Bishop Gregory’s Easter Message

When is Easter Saturday?  Obvious? Be careful!  For most, this Saturday (23rd April) is Easter Saturday.  For some, this will also be St George’s Day, although the Church this year puts St George’s Day in May.  This Saturday is really “Holy Saturday”, not Easter Saturday, which falls in the week after Easter (30th April).  It’s the sort of trivia that could fuel a whole pub quiz, and the arguments afterwards.

All this messing about with calendars is to do with Easter itself.  Easter slides and slips around our diaries because the early Christians had problems matching the Jewish calendar (based on the cycles of the moon) with the Roman calendar (based on the cycles of the sun).  The Easter events happened over the weekend of 14th day of the Jewish month of Nisan.  Matching that to a new calendar proved difficult for the early Christians.  Even today, Western and Eastern Christians can end up celebrating Easter a month apart.

It’s important to Christians because we’re celebrating something we believe happened in history, that can be pinned down to one particular date.  Easter isn’t just a happy ending for Jesus’ life.  For Christians, it’s the moment when God reversed death itself.  You could almost say that Christianity wouldn’t make sense without this extraordinary claim, because the faith that Jesus conquered death gives Christians hope.  Hope that sin is put to death, that there is life after death; hope that love really can conquer all.  It sets a pattern that a new springtime can follow winter, that God is on the side of new beginnings.

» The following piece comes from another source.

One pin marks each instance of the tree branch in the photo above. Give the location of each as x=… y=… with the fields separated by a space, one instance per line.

This isn’t just religious talk, because it has encouraged Christians to take new risks, to act in the belief that good conquers evil, and to work for justice and peace.  Easter says “No matter how bad things get, God is on the side of those who fight to make things better.”  That’s as much a message about seeking justice and peace today for the people living down the road, as it is about the spiritual things of life.

This year we seem to be heading for a real scorcher of an Easter, and wonderful weather helps us to enjoy life.  But for me, I’ll mark a death on Good Friday, pause for thought on Holy Saturday, and celebrate new life on Easter Day.  And I believe that God wants all of us to stand up for new life and new justice in the power of Jesus.

Then on Friday week, it’s Wedding Time.  Royal or not, it is a great time to get married, because Easter says that God is on the side of all new beginnings, of all new commitments, that God is shouting for us from the sidelines.  Archbishop Rowan will ask God to bless Wills and Kate: go on, ask for a blessing for yourself, and see if Easter can be a new beginning for you – and for the folk around you.